Les Longueurs

 


Alice a huit ans. Elle vit avec sa maman depuis que son père a pris l'avion pour les Etats-Unis. Pour combler l'absence paternelle, Mondjo est là. Ce meilleur ami de sa mère, prof d'escalade, prend la petite fille de 8 ans sous son aile. Une aile, qui très vite, prend la forme d'une toile d'araignée, la couleur d'un linceul. Car l'enfant, éprise de cet homme si gentil, subit vite ses caresses, avant d'être violée, maltraitée, menacée... Tout cela dans l'ignorance de celle qui l'a mise au jour, convaincue de la présence uniquement bienveillante de celui qu'elle finit par considérer comme un amour. Alice, qui voit son amant volé par sa mère, ne peut en supporter davantage : ni la trahison de Mondjo, ni la souffrance qu'il lui a fait endurer. Elle a 15 ans. 

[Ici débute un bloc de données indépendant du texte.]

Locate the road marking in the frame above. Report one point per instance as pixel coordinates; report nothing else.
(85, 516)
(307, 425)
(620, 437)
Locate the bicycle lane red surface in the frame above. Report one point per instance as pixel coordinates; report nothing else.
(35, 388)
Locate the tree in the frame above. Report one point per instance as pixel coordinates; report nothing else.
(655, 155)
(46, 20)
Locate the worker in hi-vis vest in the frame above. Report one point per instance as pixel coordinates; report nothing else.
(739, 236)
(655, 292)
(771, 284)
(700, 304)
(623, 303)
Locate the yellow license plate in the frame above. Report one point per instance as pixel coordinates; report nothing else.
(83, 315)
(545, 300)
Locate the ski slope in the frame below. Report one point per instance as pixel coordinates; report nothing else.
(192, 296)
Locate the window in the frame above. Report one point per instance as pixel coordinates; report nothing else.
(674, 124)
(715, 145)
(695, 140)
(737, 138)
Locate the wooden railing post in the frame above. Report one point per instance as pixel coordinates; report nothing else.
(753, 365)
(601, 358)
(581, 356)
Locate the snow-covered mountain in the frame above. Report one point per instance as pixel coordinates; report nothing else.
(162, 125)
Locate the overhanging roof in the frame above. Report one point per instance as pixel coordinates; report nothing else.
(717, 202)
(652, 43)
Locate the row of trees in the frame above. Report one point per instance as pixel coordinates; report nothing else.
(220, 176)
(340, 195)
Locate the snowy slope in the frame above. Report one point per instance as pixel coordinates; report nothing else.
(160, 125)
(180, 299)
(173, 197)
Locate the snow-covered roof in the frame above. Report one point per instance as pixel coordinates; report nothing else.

Ce roman est dur, cru, violent, dérangeant. La très jeune héroïne de Claire Castillon passe par toutes les étapes de l'emprise que fait peser sur elle un homme qui pourrait être son père. Le silence, le secret, les promesses, les sourires... il ment à toutes les étages, mais si bien, qu'il endort la vigilance d'une mère fusionnelle, d'un père aimant mais trop absent, d'une enfant avide de tendresse. De quoi poursuivre son œuvre de destruction pendant des années. Le livre, construit en chapitres courts, alterne les âges d'Alice. En se glissant dans sa peau, dans sa tête, dans ses mots, l'autrice mélange avec aisance l'enfance et l'adolescence, n'offre finalement au lecteur qu'une vision douloureuse de la même torture. Qu'elle ait 8 ou 15 ans, Alice est une victime faussement consentante. D'un style heurté, syncopé, la lecture avance sans rien passer sous silence, sans oublier les autres victimes, ni l'aveuglement maternel. La lucidité que la romancière offre à son héroïne est cependant d'abord la sienne. En posant et enfonçant sa plume ciselée dans chacune des entailles provoquées par chacun des attouchements du coupable, elle touche juste et fort. 

Il est à craindre cependant - mais on lui souhaite tout le contraire -  que l'objectif visé, appuyé par la lettre finale du Docteur Béatrice Gal - à savoir que ce livre soit lu par les adolescentes, et même les plus jeunes -  soit difficile à atteindre. L'écriture, déroutante, risque d'en laisser beaucoup à la lisière des premières pages... Les adultes seront sans doute plus réceptifs, à l'image des succès des ouvrages sur le sujet parus ces derniers temps. 



A partir de 14 ans, Les longueurs, Claire Castillon, collection Scripto, éditions Gallimard jeunesse, 184 pages, 10,50 euros.